Predisposing factor – low physical activity
In the sitting position with the perineum resting on the chair, the load is removed from the pelvic diaphragm, as a result of which its muscles lose their tone, and are also squeezed between the seat and the overlying organs. Prolonged atony and compression ischemia of these muscles leads to their atrophy and dysfunction of the pelvic diaphragm. Likewise, a sedentary lifestyle leads to atrophy of the gluteal muscles, resulting in a decrease in the tension and elasticity of the pelvic floor.
The described inconsistency of the pelvic diaphragm in the standing position is accompanied by ptosis (omission) and prolapse (protrusion) of the pelvic organs, which aggravates the outflow of venous blood, which is already complicated by high hydrostatic pressure in the large veins of the vertical trunk.
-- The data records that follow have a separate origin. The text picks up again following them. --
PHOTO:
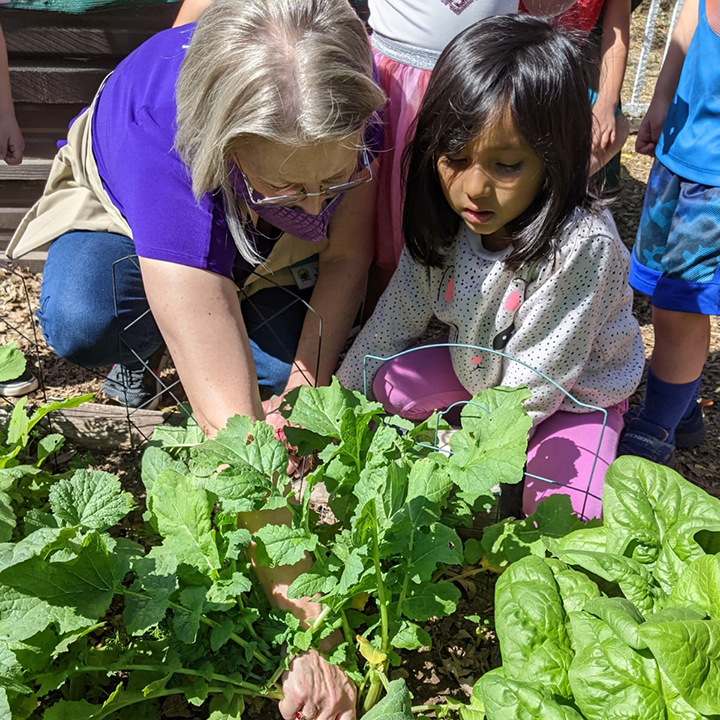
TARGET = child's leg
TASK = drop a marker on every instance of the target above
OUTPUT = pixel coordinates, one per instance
(563, 450)
(418, 383)
(676, 260)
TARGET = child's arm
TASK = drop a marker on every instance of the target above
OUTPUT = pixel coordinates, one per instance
(577, 327)
(651, 125)
(610, 130)
(190, 11)
(400, 318)
(11, 139)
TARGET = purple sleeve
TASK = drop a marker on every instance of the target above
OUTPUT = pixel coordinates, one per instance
(153, 189)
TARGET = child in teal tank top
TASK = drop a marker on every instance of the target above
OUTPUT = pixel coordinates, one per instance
(676, 258)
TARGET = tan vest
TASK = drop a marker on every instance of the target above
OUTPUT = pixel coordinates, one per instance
(75, 199)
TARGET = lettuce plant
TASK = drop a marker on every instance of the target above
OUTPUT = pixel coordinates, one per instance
(620, 620)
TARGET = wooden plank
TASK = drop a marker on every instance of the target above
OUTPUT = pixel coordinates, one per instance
(98, 426)
(33, 261)
(62, 82)
(21, 193)
(96, 32)
(46, 121)
(41, 42)
(31, 168)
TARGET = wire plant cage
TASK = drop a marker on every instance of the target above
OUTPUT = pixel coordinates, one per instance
(586, 490)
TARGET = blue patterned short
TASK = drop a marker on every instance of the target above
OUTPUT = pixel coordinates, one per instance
(676, 258)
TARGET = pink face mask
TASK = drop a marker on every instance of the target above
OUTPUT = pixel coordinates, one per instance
(293, 221)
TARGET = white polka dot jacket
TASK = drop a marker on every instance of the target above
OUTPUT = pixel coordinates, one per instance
(571, 319)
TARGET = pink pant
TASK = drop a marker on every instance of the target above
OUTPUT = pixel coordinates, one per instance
(562, 449)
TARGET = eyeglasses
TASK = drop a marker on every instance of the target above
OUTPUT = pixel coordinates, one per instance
(293, 198)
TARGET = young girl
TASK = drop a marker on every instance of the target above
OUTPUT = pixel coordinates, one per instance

Thus, the combination of the listed factors of evolution and lifestyle determines the predisposition of a modern person to pathologies of the pelvic veins.
However, why does the disease first manifest and worsen at moments of strong muscle tension in loaders and weightlifters, despite their high physical activity, as well as in other people during bowel movements or during childbirth?
Trigger factor – high intra-abdominal pressure
It is well known that high pressure in the abdominal cavity is a trigger for the development of the disease. However, contrary to the opinion widespread among doctors, high intra-abdominal pressure is not something pathological, but has useful functions.
For example, heavy physical exertion on the spinal column in loaders and athletes reflexively uses the muscles of the abdomen, respiratory and pelvic diaphragms, the simultaneous contraction of which significantly increases intra-abdominal pressure in order to stabilize the spine.